Calculate $\lim_{n \rightarrow \infty}n^x (a_1.a_2......a_n)^{\frac{1}{n}}$.
Assume that $a_n> 0$ for every positive integer $n$; otherwise the limit may not exist. Set $z_n:=n^x\,a_n$ like Martin R recommended. Thus, $$n^x\,\left(\prod_{i=1}^n\,a_i\right)^{\frac{1}{n}}=\frac{n^x}{\left(\prod\limits_{i=1}^n\,i^x\right)^{\frac1n}}\,\left(\prod\limits_{i=1}^n\,z_i\right)^{\frac1n}=\left(\frac{n^n}{n!}\right)^{\frac{x}{n}}\,\left(\prod_{i=1}^n\,z_i\right)^{\frac1n}\,.$$ Now, since $\displaystyle\lim_{n\to\infty}\,z_n=a$, we have $\displaystyle\lim_{n\to\infty}\,\left(\prod_{i=1}^n\,z_i\right)^{\frac1n}=a$ (see Martin R's link in the comments above).

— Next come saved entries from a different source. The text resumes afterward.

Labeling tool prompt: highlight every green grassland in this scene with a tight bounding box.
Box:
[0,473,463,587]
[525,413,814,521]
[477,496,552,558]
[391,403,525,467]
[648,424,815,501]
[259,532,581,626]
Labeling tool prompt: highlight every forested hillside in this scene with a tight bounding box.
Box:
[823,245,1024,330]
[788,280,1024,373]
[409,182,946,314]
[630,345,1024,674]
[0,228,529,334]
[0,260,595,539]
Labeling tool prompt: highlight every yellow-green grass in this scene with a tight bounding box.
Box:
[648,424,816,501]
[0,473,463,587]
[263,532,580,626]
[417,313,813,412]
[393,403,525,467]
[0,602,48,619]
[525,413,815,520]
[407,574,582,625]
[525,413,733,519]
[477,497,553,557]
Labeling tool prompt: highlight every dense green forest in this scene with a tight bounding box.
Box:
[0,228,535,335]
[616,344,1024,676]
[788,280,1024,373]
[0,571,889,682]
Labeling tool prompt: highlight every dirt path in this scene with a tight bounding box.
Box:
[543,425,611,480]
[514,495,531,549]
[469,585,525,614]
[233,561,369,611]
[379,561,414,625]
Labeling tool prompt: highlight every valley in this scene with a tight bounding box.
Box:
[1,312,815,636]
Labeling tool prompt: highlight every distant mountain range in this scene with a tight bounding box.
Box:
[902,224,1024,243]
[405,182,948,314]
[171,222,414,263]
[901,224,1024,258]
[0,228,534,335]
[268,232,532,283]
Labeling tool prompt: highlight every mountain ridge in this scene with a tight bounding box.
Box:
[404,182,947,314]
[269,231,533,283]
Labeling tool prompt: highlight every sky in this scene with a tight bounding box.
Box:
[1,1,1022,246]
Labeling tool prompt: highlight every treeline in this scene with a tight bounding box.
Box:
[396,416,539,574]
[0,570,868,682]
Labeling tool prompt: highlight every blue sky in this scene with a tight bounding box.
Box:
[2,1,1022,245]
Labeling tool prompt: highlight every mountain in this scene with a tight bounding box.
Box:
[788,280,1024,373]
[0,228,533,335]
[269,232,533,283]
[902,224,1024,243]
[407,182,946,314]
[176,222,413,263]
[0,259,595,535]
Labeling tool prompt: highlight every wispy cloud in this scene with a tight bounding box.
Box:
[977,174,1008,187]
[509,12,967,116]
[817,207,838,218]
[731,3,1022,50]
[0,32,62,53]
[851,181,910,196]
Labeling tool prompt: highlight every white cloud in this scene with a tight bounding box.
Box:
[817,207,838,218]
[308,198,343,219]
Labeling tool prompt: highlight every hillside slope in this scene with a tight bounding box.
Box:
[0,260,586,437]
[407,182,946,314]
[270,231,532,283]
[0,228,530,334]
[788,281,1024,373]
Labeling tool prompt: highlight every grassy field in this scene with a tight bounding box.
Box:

Furthermore, Stirling's approximation $n!\approx \sqrt{2\pi n}\left(\frac{n}{\text{e}}\right)^n$ implies that $$\lim_{n\to\infty}\,\left(\frac{n^n}{n!}\right)^{\frac{x}{n}}=\lim_{n\to\infty}\,\left(\frac{\text{e}^n}{\sqrt{2\pi n}}\right)^{\frac{x}{n}}=\exp(x)\,.$$ Consequently, $$\lim_{n\to\infty}\,n^x\,\left(\prod_{i=1}^n\,a_i\right)^{\frac{1}{n}}=a\,\exp(x)\,.$$
Since $a_n \approx an^{-x}$,
$\begin{array}\\ n^x (\prod_{k=1}^na_k)^{\frac{1}{n}} &\approx n^x \left(\prod_{k=1}^n(ak^{-x})\right)^{\frac{1}{n}}\\ &= n^x \left(a^nn!^{-x}\right)^{\frac{1}{n}}\\ &= n^x a\left(n!^{1/n}\right)^{-x}\\ &\approx n^x a\left(n/e\right)^{-x}\\ &= ae^{x}\\ \end{array} $